You can learn more about all the init functions in the standard library in this section of the docs.

Creator Agents

If you want to jump right into code you can take a look at our Initialization Demo which demos creator agents.

With "creator" agents you can create agents that create other agents. For example, by accessing published behaviors, we can very easily generate common agent placements. These behaviors can be found in the lower left corner; search for and then click on them to add them to your simulation:

  • Create Grids (@hash/create-grids/create_grids.js): copy an agent to every unit within the topology bounds

  • Create Scatters (@hash/create-scatters/create_scatters.js): copy an agent to random locations within the topology bounds

  • Create Stacks (@hash/create-stacks/create_stacks.js): copy an agent multiple times to the same location

Take a look at how we can use published behaviors in the following example, where [rabbits forage for food and reproduce](https://hash.ai/@hash/rabbits-grass-weeds, while grass and weeds grow around them:

There's a singly agent that has a set of behaviors that will reference the "templates" we attached as properties on the creator agent.

Create Grids looks at the agent templates in the "grid_templates" array, in this case the "ground". We're copying it to fill the space defined in the bounds of our "topology" field inglobals.json:

Next, Create Scatters distributes the "rabbits" across the environment. Each one is placed in a random location within the bounds specified in the topology.

Now we want to make a few adjustments to the agents we've generated which requires a bit more logic. Luckily for us, HASH behaviors are composable. Create Grids and Create Scatters have created "agent" objects in our creator and filled them. We access those agents by using the "template_name" as a key:

Here we've randomly assigned the color of our "ground" agents, and given each of the "rabbits" a random starting amount of energy.

Our creator then runs two more published behaviors. Create Agents (@hash/create-agents/create_agents.js) sends messages to the engine to generate every agent in the "agents" object, and Remove Self (@hash/remove-self/remove_self.js) gets rid of the "creator" agent, since it's finished all it needs to do. Again, these behaviors can be found in the lower left sidebar.
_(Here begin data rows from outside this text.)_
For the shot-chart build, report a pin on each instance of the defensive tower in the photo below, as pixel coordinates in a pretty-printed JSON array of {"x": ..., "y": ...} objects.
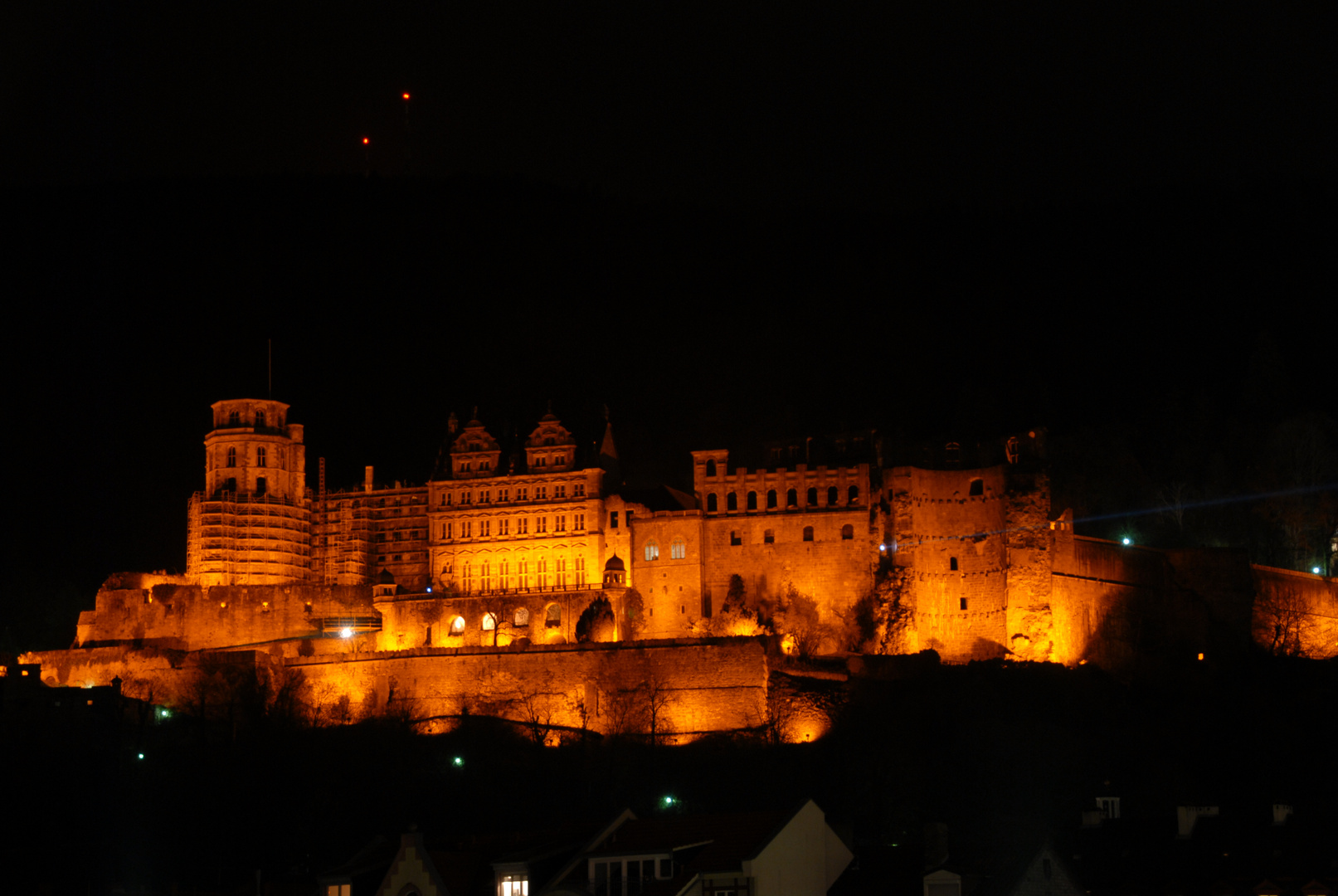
[{"x": 252, "y": 523}]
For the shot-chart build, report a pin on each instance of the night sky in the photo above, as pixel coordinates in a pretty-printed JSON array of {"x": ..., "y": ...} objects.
[{"x": 727, "y": 222}]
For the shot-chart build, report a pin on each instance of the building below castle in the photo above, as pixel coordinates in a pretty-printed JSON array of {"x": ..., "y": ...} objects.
[{"x": 401, "y": 592}]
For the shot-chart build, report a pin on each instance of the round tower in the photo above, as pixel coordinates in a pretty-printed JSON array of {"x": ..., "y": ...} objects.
[{"x": 252, "y": 523}]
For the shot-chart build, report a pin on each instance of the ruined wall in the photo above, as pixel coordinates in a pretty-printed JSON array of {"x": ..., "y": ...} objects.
[
  {"x": 938, "y": 522},
  {"x": 670, "y": 586},
  {"x": 187, "y": 616},
  {"x": 707, "y": 685}
]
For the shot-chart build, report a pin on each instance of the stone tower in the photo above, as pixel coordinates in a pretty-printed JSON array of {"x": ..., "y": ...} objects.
[{"x": 252, "y": 523}]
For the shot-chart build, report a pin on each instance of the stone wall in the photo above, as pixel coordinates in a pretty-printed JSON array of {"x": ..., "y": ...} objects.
[{"x": 712, "y": 685}]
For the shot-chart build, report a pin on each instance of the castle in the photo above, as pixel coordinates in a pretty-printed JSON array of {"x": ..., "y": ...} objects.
[{"x": 469, "y": 590}]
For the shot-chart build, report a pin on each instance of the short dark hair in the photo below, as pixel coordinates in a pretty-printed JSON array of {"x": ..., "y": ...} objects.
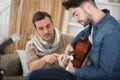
[
  {"x": 39, "y": 16},
  {"x": 74, "y": 3}
]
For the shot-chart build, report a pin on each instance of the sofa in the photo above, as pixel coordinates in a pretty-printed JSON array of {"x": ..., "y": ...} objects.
[{"x": 12, "y": 65}]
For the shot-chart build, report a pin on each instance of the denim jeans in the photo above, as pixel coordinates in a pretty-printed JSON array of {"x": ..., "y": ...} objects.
[{"x": 50, "y": 74}]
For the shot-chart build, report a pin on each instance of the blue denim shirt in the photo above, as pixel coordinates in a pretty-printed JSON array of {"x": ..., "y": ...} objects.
[{"x": 105, "y": 50}]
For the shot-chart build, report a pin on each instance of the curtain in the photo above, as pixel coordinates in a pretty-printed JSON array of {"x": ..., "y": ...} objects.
[{"x": 21, "y": 15}]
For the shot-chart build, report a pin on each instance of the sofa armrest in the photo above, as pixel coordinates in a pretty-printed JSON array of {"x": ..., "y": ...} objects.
[{"x": 11, "y": 64}]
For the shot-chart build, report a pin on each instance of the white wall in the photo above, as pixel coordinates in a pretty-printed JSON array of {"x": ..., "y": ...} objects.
[
  {"x": 4, "y": 18},
  {"x": 70, "y": 27}
]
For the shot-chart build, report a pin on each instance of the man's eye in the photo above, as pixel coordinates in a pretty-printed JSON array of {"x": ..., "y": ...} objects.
[
  {"x": 40, "y": 28},
  {"x": 48, "y": 26}
]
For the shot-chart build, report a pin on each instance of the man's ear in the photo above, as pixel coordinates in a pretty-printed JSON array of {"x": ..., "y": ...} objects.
[
  {"x": 35, "y": 31},
  {"x": 87, "y": 7}
]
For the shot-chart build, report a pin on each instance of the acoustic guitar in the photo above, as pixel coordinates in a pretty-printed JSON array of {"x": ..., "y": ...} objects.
[{"x": 79, "y": 54}]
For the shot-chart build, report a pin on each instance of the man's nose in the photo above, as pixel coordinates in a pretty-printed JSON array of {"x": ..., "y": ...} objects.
[{"x": 46, "y": 30}]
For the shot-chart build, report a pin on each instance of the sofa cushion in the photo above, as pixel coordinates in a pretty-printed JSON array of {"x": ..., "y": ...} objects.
[{"x": 11, "y": 64}]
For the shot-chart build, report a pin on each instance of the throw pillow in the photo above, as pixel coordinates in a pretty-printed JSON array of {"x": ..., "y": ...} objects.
[{"x": 21, "y": 54}]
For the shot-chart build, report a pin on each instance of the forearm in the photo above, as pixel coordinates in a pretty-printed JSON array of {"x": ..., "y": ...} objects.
[{"x": 37, "y": 64}]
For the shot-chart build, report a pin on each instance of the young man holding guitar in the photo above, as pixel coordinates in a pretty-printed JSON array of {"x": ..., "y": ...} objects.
[{"x": 104, "y": 55}]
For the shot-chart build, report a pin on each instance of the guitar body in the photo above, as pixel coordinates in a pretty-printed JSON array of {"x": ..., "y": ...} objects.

You can create new agents during your simulation by sending a message to the reserved hash keyword.

JavaScript
Python
JavaScript
state.addMessage("hash", "create_agent", {
...agent_details
})
Python
state.add_message("hash", "create_agent", {
...agent_details
})

If you'd like to explore another simple example that uses these published behaviors, take a look at the Wildfires or Rock, Paper, Scissors simulations.

If you ever feel like you might be "reinventing the wheel," check out hIndex. There you'll find hundreds of pre-made, ready-to-use simulation components.